Takahashi assumes the leadership role from Franklin D. Gilliam, Jr., who was named chancellor of the University of North Carolina at Greensboro in May.

A member of the UCLA faculty since 2001, Takahashi is professor of urban planning and of Asian American studies. In addition to her current service as associate dean of research at UCLA Luskin and as associate director of the University of California Asian American and Pacific Islander Policy Multicampus Research Program, she has also served as chair of the Department of Urban Planning (2011-13) and chair of the UCLA Asian American Studies Center’s Faculty Advisory Committee (2010-13).
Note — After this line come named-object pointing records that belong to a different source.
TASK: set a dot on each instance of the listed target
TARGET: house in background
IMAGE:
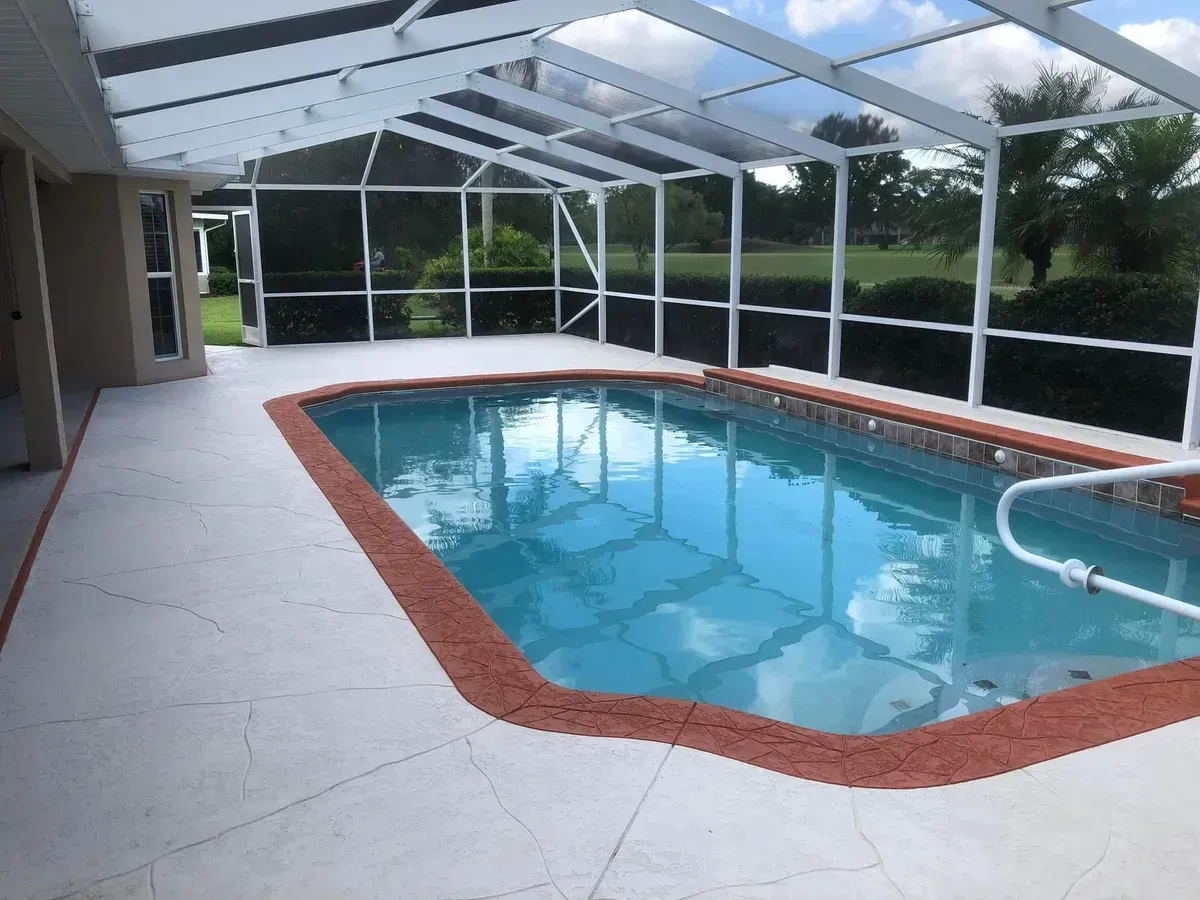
(203, 223)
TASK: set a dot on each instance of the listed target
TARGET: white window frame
(204, 249)
(168, 275)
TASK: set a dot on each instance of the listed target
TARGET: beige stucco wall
(7, 360)
(85, 274)
(95, 261)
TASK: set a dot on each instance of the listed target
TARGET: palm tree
(1037, 173)
(1138, 209)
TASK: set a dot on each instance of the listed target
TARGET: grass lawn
(222, 321)
(867, 264)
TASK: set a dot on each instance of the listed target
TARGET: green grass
(865, 264)
(222, 321)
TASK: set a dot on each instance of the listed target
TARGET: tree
(876, 183)
(1138, 209)
(630, 219)
(1037, 174)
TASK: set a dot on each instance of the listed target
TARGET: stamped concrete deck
(208, 691)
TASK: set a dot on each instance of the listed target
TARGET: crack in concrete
(220, 703)
(345, 612)
(192, 504)
(541, 852)
(149, 603)
(250, 751)
(781, 880)
(191, 562)
(285, 808)
(858, 827)
(1090, 869)
(508, 893)
(630, 823)
(141, 472)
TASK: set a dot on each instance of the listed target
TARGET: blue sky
(952, 72)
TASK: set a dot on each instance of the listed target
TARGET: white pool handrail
(1073, 573)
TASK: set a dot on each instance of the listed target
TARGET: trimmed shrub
(393, 317)
(927, 299)
(1125, 307)
(307, 282)
(222, 282)
(316, 319)
(497, 312)
(927, 361)
(1126, 390)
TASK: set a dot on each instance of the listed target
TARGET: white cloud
(1177, 40)
(775, 175)
(811, 17)
(645, 43)
(922, 17)
(957, 71)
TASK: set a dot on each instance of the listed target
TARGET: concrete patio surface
(208, 691)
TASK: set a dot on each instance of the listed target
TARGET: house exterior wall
(85, 271)
(96, 269)
(191, 330)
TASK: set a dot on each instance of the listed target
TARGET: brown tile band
(1024, 441)
(492, 673)
(43, 522)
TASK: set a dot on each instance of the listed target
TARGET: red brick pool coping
(492, 675)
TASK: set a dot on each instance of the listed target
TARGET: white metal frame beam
(1103, 46)
(600, 125)
(250, 135)
(487, 154)
(307, 59)
(411, 15)
(537, 142)
(126, 23)
(744, 120)
(942, 34)
(787, 54)
(293, 105)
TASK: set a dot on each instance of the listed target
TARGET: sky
(953, 72)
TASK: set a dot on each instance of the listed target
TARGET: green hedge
(1126, 390)
(222, 282)
(498, 312)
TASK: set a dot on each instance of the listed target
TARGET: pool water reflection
(676, 544)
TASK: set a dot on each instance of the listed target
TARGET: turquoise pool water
(677, 544)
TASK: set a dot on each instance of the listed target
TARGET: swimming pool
(672, 543)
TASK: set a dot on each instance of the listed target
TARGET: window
(160, 275)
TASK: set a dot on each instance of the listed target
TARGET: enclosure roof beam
(126, 23)
(1103, 46)
(283, 126)
(289, 105)
(323, 132)
(600, 125)
(306, 59)
(1107, 118)
(286, 147)
(787, 54)
(537, 142)
(201, 168)
(411, 15)
(659, 91)
(487, 154)
(957, 30)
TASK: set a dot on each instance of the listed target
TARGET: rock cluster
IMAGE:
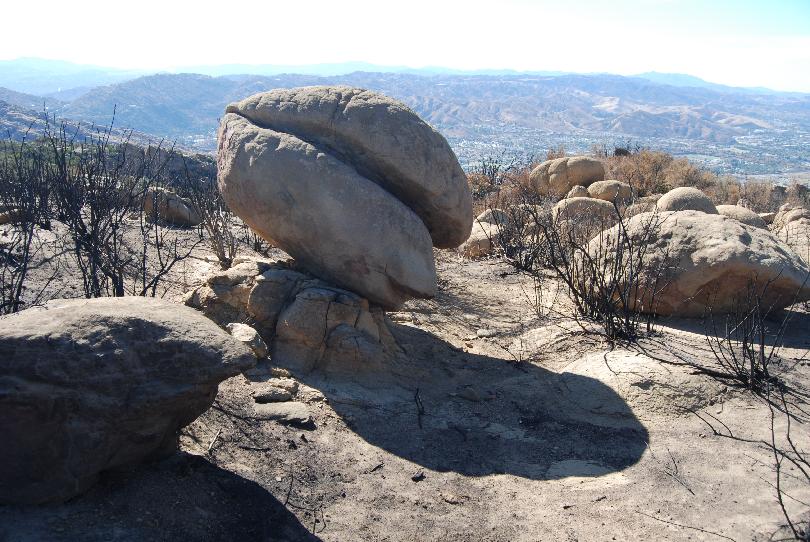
(350, 183)
(696, 262)
(89, 385)
(305, 322)
(557, 177)
(163, 204)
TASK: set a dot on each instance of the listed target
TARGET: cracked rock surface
(306, 322)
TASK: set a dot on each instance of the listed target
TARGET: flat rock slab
(289, 413)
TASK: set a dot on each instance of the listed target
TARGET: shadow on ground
(476, 415)
(183, 497)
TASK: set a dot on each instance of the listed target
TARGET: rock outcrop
(88, 385)
(557, 177)
(744, 215)
(352, 184)
(163, 204)
(305, 322)
(696, 262)
(613, 191)
(580, 219)
(578, 192)
(686, 198)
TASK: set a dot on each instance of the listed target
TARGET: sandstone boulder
(788, 215)
(351, 183)
(557, 177)
(379, 137)
(163, 204)
(89, 385)
(744, 215)
(697, 261)
(580, 219)
(686, 198)
(493, 216)
(483, 240)
(305, 322)
(612, 191)
(578, 191)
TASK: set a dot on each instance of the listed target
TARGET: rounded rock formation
(87, 385)
(557, 177)
(612, 191)
(705, 262)
(686, 198)
(744, 215)
(352, 184)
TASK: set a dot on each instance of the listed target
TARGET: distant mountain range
(731, 129)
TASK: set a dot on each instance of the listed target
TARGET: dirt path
(495, 424)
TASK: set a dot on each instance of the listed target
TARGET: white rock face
(707, 261)
(350, 183)
(166, 205)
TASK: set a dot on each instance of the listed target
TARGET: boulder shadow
(183, 497)
(451, 411)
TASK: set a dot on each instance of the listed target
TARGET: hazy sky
(737, 42)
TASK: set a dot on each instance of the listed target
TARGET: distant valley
(739, 131)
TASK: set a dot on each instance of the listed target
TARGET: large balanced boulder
(686, 198)
(351, 183)
(306, 323)
(163, 204)
(557, 177)
(744, 215)
(88, 385)
(697, 262)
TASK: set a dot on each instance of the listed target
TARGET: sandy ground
(498, 422)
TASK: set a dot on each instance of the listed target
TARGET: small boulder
(92, 384)
(613, 191)
(305, 322)
(580, 219)
(482, 241)
(163, 204)
(686, 198)
(557, 177)
(743, 214)
(705, 261)
(249, 336)
(578, 191)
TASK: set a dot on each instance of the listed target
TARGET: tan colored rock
(582, 218)
(493, 216)
(797, 235)
(706, 261)
(639, 207)
(788, 215)
(248, 336)
(482, 242)
(383, 140)
(305, 322)
(686, 198)
(336, 223)
(578, 191)
(165, 205)
(612, 191)
(557, 177)
(744, 215)
(93, 384)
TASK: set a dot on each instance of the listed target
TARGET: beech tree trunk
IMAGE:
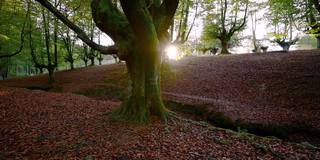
(224, 46)
(144, 95)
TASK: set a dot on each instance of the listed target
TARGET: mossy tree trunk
(139, 30)
(140, 48)
(224, 45)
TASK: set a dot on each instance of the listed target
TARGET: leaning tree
(139, 29)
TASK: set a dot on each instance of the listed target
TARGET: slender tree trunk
(71, 65)
(224, 46)
(51, 74)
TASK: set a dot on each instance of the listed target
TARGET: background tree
(224, 19)
(283, 16)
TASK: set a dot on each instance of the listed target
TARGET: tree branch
(80, 33)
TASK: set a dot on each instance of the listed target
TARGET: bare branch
(80, 33)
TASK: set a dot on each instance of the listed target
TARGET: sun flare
(172, 52)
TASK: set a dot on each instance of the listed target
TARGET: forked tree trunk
(144, 94)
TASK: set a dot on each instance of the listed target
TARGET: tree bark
(145, 96)
(224, 46)
(51, 74)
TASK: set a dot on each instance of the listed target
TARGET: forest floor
(274, 89)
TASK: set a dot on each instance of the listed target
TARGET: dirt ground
(281, 88)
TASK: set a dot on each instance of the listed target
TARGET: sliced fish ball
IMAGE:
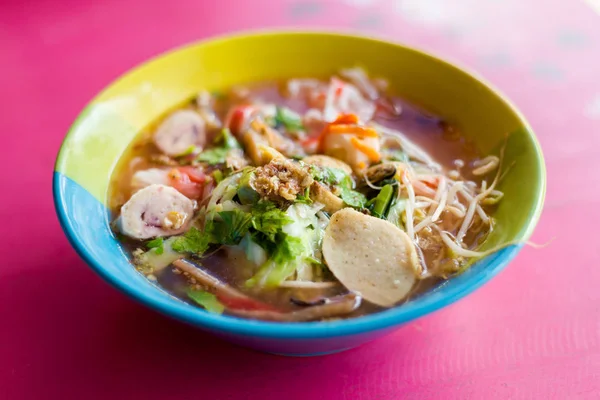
(156, 210)
(180, 131)
(370, 256)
Outside UCLA, Takahashi is the vice president/president-elect of the Association of Collegiate Schools of Planning, a board member of the Western Center on Law & Poverty and a member of the editorial boards of three journals: Journal of Planning Education and Research, Journal of the American Planning Association, and AIDS Education and Prevention. A National Institutes of Health-funded scholar, her research focuses on public and social service delivery to vulnerable populations in the U.S. and Southeast Asian cities, HIV/AIDS, homelessness and environmental governance. She has published more than 60 articles and chapters, and she is the author of Homelessness, AIDS, and Stigmatization: The NIMBY Syndrome in the United States at the End of the Twentieth Century and a co-author of Rethinking Environmental Management in the Pacific Rim: Exploring Local Participation in Bangkok, Thailand.

Takahashi received a Ph.D. in urban planning from the University of Southern California, an M.S. in public management and policy/architecture from Carnegie Mellon University and an A.B. in architecture from UC Berkeley.

In the coming months, Provost Waugh will form a committee to search for candidates to permanently serve as dean of UCLA Luskin.